Agostinho não impressionava pela aparência; muito ao contrário, era de aspecto insignificante. No entanto, as coisas que esse homem pouco impressionante afirmava marcaram definitivamente a igreja.

Na cristologia de Paulo, Agostinho havia afinal descoberto a resposta à sua procura pela verdade. Confissões não encontram paralelo na importância que assume para ávidos leitores contemporâneos. Seus 13 capítulos foram escritos em 377, em torno de dez anos depois da conversão de Agostinho.

Os primeiros nove capítulos contam a história de sua vida exterior, da luta contra a natureza animal. No décimo capítulo, Agostinho se volta para a vida interior. “Cheguei”, escreveu ele, “aos lugares espaçosos de minha memória, onde estão os tesouros de imagens inumeráveis, além do que pensamos”.

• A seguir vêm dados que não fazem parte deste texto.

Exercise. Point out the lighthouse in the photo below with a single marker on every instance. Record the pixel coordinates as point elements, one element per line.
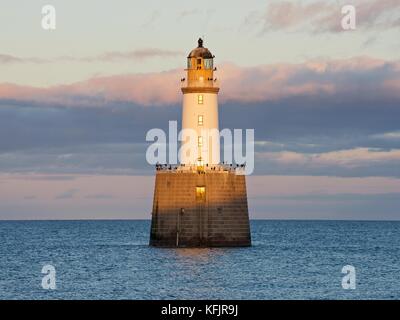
<point>200,109</point>
<point>200,202</point>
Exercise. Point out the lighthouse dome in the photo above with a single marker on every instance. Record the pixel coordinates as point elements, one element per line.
<point>200,51</point>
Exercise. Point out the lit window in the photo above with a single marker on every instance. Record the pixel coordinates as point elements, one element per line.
<point>201,193</point>
<point>200,120</point>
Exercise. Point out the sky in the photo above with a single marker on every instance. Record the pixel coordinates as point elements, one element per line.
<point>76,103</point>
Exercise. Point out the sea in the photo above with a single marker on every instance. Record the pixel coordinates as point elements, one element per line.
<point>111,259</point>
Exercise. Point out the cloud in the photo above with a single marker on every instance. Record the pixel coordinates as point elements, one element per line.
<point>9,59</point>
<point>362,75</point>
<point>112,56</point>
<point>322,117</point>
<point>323,16</point>
<point>344,158</point>
<point>99,196</point>
<point>69,194</point>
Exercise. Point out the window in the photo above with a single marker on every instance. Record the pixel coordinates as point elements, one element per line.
<point>208,63</point>
<point>200,120</point>
<point>201,193</point>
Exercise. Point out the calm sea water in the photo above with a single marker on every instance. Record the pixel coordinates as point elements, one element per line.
<point>111,260</point>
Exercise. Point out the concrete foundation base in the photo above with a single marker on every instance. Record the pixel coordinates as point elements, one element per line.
<point>206,209</point>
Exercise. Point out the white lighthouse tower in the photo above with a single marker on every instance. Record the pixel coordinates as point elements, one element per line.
<point>200,203</point>
<point>200,110</point>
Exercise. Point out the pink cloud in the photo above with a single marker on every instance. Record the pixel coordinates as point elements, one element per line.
<point>241,84</point>
<point>344,158</point>
<point>322,16</point>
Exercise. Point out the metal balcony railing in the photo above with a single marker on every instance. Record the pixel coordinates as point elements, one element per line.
<point>200,83</point>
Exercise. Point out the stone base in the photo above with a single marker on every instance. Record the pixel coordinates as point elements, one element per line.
<point>185,216</point>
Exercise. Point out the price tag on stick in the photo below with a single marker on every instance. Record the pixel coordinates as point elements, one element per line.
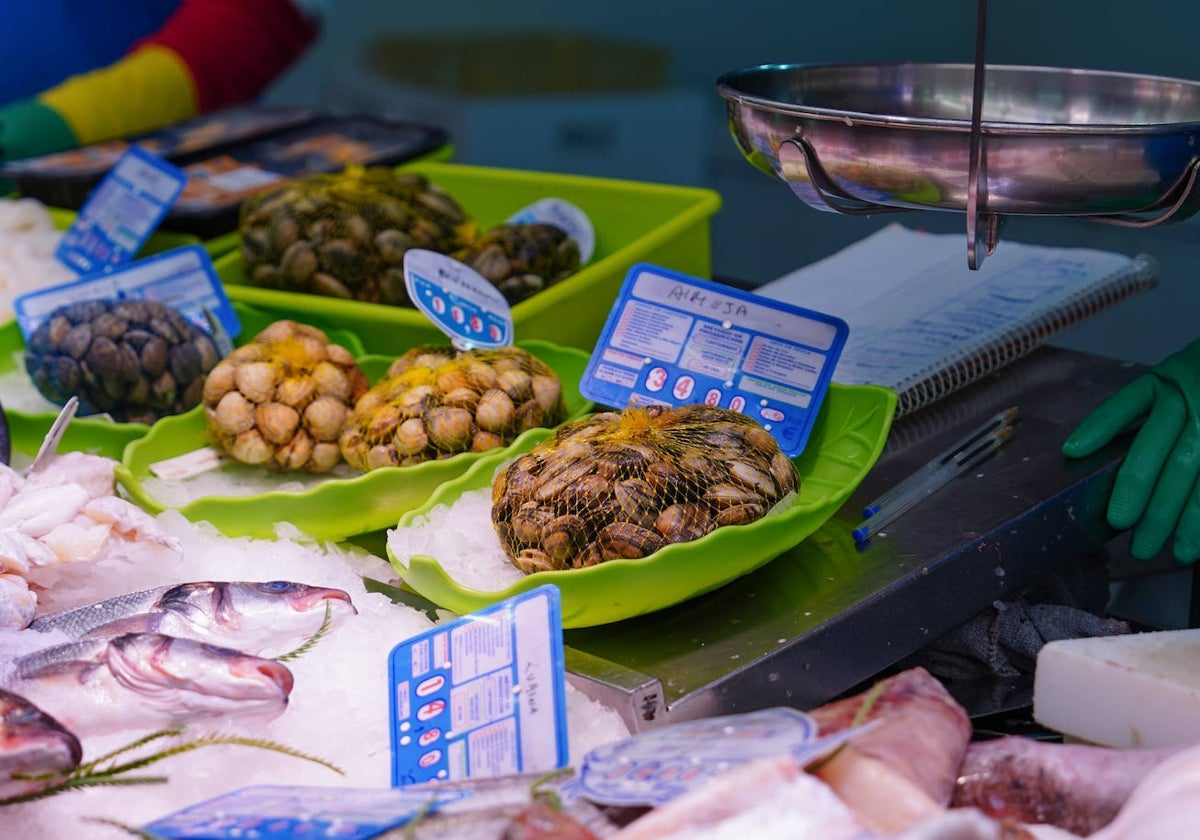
<point>675,340</point>
<point>484,695</point>
<point>121,213</point>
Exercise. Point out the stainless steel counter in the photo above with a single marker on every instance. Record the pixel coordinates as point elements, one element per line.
<point>828,615</point>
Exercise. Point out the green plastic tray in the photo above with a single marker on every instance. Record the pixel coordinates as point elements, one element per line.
<point>634,222</point>
<point>337,508</point>
<point>845,443</point>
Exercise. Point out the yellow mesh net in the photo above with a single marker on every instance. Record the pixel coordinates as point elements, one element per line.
<point>623,485</point>
<point>436,401</point>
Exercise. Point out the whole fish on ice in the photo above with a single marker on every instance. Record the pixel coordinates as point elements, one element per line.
<point>149,681</point>
<point>262,618</point>
<point>31,744</point>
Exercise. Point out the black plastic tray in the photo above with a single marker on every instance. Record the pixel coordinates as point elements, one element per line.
<point>65,179</point>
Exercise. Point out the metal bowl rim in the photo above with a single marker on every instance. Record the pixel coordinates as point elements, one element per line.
<point>727,89</point>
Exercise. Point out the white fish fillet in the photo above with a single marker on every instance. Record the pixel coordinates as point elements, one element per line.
<point>36,509</point>
<point>1165,803</point>
<point>763,798</point>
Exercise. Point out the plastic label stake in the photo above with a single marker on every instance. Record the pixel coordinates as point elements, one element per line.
<point>457,299</point>
<point>483,695</point>
<point>181,277</point>
<point>673,340</point>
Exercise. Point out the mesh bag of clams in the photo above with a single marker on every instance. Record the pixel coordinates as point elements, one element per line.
<point>281,400</point>
<point>623,485</point>
<point>521,259</point>
<point>346,234</point>
<point>136,360</point>
<point>436,401</point>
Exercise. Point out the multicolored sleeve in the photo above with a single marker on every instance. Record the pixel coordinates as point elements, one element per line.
<point>209,54</point>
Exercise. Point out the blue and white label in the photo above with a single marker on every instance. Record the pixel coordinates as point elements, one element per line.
<point>659,765</point>
<point>181,277</point>
<point>121,213</point>
<point>673,340</point>
<point>459,300</point>
<point>298,813</point>
<point>484,695</point>
<point>564,216</point>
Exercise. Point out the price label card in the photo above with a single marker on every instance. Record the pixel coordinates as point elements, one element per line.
<point>483,695</point>
<point>121,213</point>
<point>298,813</point>
<point>563,215</point>
<point>181,277</point>
<point>673,340</point>
<point>459,300</point>
<point>657,766</point>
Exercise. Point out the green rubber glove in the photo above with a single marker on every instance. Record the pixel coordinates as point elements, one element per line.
<point>1156,486</point>
<point>30,127</point>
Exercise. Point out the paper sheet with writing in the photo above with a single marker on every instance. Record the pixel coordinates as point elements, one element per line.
<point>915,306</point>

O pensador descreveu a árdua luta que seu espírito travou contra a “inércia do seu coração”. Agostinho determinou-se a tarefa de reexaminar todas as coisas que sua inteligência tinha sido incapaz de aceitar como válidas. “Cidade de Deus” começa com uma discussão da luta pela cidade eterna.

Mas ao tratar disso, esse acontecimento histórico assumiu uma importância mais do que histórica. Na cidade ideal de Deus, coisas que estão ligadas no tempo, no espaço, na matéria, são feitas para tomar seu lugar nos eternos planos divinos. Essa obra serviu para nortear toda a política posterior da igreja.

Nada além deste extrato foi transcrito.